Reputation: 73
I have been trying to use multiple nodes in my PBS script to run several independent jobs. Each individual job is supposed to use 8 cores and each node in the cluster has 32 cores. So, I would like to have each node run 4 jobs. My PBS script is as follows.
#!/usr/bin/env bash
#PBS -l nodes=2:ppn=32
#PBS -l mem=128gb
#PBS -l walltime=01:00:00
#PBS -j oe
#PBS -V
#PBS -l gres=ccm
sort -u $PBS_NODEFILE > nodelist.dat
#cat ${PBS_NODEFILE} > nodelist.dat
export JOBS_PER_NODE=4
PARALLEL="parallel -j $JOBS_PER_NODE --sshloginfile nodelist.dat --wd $PBS_O_WORKDIR"
$PARALLEL -a input_files.dat sh test.sh {}
input_files.dat
contains the name of job files. I have successfully used this script to run parallel jobs on one node (in which case I remove --sshloginfile nodelist.dat
and sort -u $PBS_NODEFILE > nodelist.dat
from the script). However, whenever I try to run this script on more than one node, I get the following error.

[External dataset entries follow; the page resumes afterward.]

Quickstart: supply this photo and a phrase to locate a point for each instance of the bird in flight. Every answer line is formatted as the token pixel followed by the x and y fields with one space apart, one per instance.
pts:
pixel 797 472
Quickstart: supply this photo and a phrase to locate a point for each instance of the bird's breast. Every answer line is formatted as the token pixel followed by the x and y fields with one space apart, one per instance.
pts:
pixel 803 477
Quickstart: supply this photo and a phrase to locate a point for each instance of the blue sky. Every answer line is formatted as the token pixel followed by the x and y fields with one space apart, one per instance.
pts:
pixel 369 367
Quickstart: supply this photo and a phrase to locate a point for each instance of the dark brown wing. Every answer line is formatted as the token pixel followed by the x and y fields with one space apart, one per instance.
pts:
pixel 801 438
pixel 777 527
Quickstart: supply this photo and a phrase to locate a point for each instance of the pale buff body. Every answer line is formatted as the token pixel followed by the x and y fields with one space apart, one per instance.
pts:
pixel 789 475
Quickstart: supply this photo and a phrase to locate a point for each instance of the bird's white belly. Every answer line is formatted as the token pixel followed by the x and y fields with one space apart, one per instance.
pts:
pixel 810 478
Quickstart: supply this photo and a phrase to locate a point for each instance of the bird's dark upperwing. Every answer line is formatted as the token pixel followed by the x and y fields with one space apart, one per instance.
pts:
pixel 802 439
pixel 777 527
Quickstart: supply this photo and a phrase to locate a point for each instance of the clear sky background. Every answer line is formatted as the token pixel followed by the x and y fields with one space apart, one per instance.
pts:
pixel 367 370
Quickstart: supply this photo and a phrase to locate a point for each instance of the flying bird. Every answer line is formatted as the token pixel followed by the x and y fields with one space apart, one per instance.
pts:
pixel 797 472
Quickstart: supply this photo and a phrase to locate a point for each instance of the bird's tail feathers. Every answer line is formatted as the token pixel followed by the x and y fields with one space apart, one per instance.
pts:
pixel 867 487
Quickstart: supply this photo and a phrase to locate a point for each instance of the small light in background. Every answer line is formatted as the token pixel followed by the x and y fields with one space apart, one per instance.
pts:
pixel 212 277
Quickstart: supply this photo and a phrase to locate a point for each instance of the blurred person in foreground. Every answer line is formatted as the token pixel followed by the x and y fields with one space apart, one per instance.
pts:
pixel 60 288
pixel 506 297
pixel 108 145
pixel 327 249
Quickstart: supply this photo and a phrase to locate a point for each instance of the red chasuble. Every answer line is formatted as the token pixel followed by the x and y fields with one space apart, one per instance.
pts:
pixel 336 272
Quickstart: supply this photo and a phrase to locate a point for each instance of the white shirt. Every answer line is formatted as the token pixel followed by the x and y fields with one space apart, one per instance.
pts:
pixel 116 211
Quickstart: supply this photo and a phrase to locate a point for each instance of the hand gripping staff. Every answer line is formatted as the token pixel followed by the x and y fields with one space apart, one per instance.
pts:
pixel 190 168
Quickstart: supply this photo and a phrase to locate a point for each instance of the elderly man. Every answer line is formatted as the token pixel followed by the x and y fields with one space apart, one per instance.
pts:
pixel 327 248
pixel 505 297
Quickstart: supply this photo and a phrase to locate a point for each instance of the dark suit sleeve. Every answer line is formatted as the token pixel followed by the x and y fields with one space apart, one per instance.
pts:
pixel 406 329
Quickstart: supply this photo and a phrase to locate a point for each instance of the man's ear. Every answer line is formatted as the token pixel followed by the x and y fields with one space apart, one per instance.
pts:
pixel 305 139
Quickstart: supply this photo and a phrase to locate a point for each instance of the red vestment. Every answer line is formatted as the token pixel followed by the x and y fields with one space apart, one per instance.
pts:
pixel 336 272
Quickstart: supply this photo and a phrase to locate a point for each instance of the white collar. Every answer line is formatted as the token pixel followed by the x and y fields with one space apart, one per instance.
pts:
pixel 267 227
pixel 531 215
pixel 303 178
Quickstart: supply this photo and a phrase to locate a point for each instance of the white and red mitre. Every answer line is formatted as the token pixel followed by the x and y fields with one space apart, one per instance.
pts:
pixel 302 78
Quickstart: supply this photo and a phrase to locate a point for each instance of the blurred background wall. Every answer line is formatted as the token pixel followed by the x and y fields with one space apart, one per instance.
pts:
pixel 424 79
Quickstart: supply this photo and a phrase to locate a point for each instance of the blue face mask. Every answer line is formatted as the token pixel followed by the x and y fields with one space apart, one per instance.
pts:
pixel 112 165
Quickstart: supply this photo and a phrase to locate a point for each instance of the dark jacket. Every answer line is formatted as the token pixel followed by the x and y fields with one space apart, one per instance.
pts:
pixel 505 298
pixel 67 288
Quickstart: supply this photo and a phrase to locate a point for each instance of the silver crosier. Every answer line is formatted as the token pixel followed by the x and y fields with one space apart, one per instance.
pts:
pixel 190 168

ssh: connect to host 922 port 22: Invalid argument
ssh: connect to host 901 port 22: Invalid argument
ssh: connect to host 922 port 22: Invalid argument
ssh: connect to host 901 port 22: Invalid argument
Here, 922
and 901
are the numbers corresponding to the assigned nodes and are included in the nodelist.dat ($PBS_NODEFILE)
file.
I tried to search for this problem but couldn't find much as everyone else seems to be doing fine with --sshloginfile
argument, so I am not sure if this is a system specific problem.
Edit:
As @Ole Tange mentioned in his answer and comments, I need to modify the "node number" as produced by $PBS_NODEFILE, which I am doing in the following way inside the PBS script.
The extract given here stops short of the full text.